Django app testing with unmanaged database

24 August 2019

Before reading this post, you should know how to write unit test cases in Django, if you don't know it. Please go through documentation and then comeback to this post.

There are cases when we want to work with legacy databases, databases which are used by several applications or we don't want to use all of the columns of database in Django application. In these cases we don't want to change the DB schema based on Django models. In such cases we keep Managed=False for the models.

It's a good solution provided by Django, but it creates problem while writing unit test for such applications. By setting Manged=False, we are instructing Django apps to not create tables if they don't exist. So while executing unit test we can't create test database to run unit test for database.

Thanks to Django, we already have an hack for it. The answer is TestRunner in Django. A test runner is a class defining a run_tests() method. Django ships with a DiscoverRunner class that defines the default Django testing behavior. This class defines the run_tests() entry point, plus a selection of other methods that are used to by run_tests() to set up, execute and tear down the test suite.

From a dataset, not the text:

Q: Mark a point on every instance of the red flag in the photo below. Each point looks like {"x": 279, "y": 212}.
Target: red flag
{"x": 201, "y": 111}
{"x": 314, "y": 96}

Below is the code, which can be used for to run test cases for unmanaged models

from django.test.runner import DiscoverRunner
from django.db.models.loading import get_models


class UnmanagedTestRunner(DiscoverRunner):

    """
    Custom test runner to change managed property of django models before 
    test execution starts
    """

    def setup_test_environment(self, *args, **kwargs):
        # set manged=True for all models
        for m in get_models():
            m._meta.managed = True
        super(UnmanagedTestRunner, self).setup_test_environment(*args,
                                                       **kwargs)

    def teardown_test_environment(self, *args, **kwargs):
        # set manged=True for all models
        for m in get_models():
            m._meta.managed = False 
        super(UnmanagedTestRunner,self).teardown_test_environment(*args,                                            **kwargs)

Above code will set Managed=True for all the django models, which will instruct Django to create table for each Django model.

That's it, go ahead and write unit test cases for unmanaged Django databases.